第61話 呪術師vs呪術師(上)
「……本当にあったのね」
王城一階、西エリア。
同行していた帝国兵の援助を得てミカエラは、ある扉の前へと足を運んでいた。
その扉を開けると、地下へと続く階段が姿を現す。
(この先に悪魔の心臓があるはず……)
ギギッーっと音を立てて扉が閉まり、ミカエラは真っ暗な階段をゆっくりと降りて行く。
最後の一段を降り切り、手に炎を纏って当たりを照らすとまたしても扉がひとつ、開けてくれと言わんばかりの取り付けに警戒心が揺らぐが、今は先を進む他ない。
扉を押し入り中に入ると、そこはまるで実験室のようで……、
「……ん?誰ー?」
どこからともなく声が聞こえ、ミカエラは身構える。
視線の先には光を放つ無数のポッドが点在し、天井には四方に管が張り巡らされていた。
その隙間をかき分け声の主を探るが、
「あっ、この前のお姉さんだ!」
「……っ?!」
突然背後から声が聞こえミカエラは振り返る。
そこには──、
「あなた……っ、この前のっ!」
ミカエラの視線の先には、襲撃時ミカエラを瀕死に追いやった例の少年が立っていた。
(この子、毎回どうやって……っ)
「お姉さんに構ってる暇は無いんだけどなー。

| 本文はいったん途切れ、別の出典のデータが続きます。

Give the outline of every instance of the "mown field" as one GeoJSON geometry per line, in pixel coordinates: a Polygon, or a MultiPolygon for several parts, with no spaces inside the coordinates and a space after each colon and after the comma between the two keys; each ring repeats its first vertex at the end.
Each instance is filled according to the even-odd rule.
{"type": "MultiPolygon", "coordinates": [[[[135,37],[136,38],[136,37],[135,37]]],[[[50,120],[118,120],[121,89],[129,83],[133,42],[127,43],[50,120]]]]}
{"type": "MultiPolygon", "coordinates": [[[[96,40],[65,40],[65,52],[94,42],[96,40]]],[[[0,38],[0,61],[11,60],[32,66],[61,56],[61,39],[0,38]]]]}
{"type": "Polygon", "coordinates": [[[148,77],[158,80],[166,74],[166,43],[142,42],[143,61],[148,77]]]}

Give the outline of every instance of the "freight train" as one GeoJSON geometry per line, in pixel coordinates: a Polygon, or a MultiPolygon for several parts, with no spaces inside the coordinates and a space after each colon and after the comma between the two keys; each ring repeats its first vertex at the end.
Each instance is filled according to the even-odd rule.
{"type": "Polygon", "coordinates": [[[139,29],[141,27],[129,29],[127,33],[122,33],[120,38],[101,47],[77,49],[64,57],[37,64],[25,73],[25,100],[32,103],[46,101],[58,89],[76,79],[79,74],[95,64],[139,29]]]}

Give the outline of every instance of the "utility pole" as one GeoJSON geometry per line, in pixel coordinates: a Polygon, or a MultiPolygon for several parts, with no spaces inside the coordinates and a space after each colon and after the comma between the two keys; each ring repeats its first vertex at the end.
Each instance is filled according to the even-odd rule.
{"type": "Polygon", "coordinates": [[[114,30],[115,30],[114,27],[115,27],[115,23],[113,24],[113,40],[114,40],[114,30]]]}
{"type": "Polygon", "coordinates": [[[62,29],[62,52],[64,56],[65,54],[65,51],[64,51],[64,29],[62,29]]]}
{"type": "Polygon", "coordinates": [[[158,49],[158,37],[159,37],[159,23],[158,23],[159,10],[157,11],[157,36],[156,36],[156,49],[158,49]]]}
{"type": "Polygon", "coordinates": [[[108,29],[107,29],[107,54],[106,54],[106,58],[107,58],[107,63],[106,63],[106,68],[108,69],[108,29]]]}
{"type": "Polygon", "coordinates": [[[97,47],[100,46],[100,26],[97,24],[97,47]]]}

そうだ!」
「……っ!」
ミカエラは突然目眩を感じ地面に膝を着く。
「また眠っててよ。おやすみっ」
少年は笑いながらミカエラに背を向ける。
だが、
「──悪いけど、もうその手には乗らないわよ!」
「え──」
ミカエラの拳が少年に命中し、激しい爆風が巻き起こる。
その反動で近くに立てられていたポッドが数本破裂し、中を満たしていた液体が地面に溢れ出した。
「……ははっ、お姉さん面白いね」
「……この一撃をくらっても、笑えるとはね」
自分の顔がひきつるのを感じた。
普通の人間が竜人の拳をくらっても尚無事なんてこと普通はありえない。
やはり目の前の少年はただものでは無い、そう考えざるを得なかった。
「お姉さん名前はなんて言うのー?」
「……ミカエラよ。貴方は?」
「俺っちの名はカトルだよ。よろしくね」
カトルと名乗る少年とミカエラの、呪術師対呪術師の戦いが幕を開けた。
──同時刻 王城 東エリア 地下二階
「……やはり来たか」
小さな足音、それに少し遅れて何かを引きずる音が広い空間に響き渡る。
「…………レオン……」
謎の刺客は立ち止まると、壁に立てかけられた棺を見た。
その棺の中には、かつての聖王レオンの姿が今も尚保存されている。
そしてその真下、まるで棺を守るかのように立っている男こそ現聖王 レオポルトである。
「そろそろ来る頃だとは思っていたが……まさか自ら姿を現すとは」
「……悪魔を呼んでどうするつもりだ」
「レオンを生き返らせる。喜べ、お前の友人が帰ってくるのだぞ?」
「そんなこと、私もレオンも望んでない」
身体から発される炎によって、辺りの暗闇が紅く照らされる。
その姿を見て、レオポルトも眼を光らせる。
「かつて聖王の友人だったお前が、まさか聖王に牙を剥くとはな」
「レオンとお前は別人だ。私は聖王だから彼に協力したんじゃない、レオンだから協力したんだ」
その言葉を聞いてレオポルトは「そうか……」と声を漏らすと、首を軽く振り剣を抜いた。
「それでは始めようか。竜王 リントヴルムよ」
王城地下。
聖王と竜王の戦いが今、始まった──。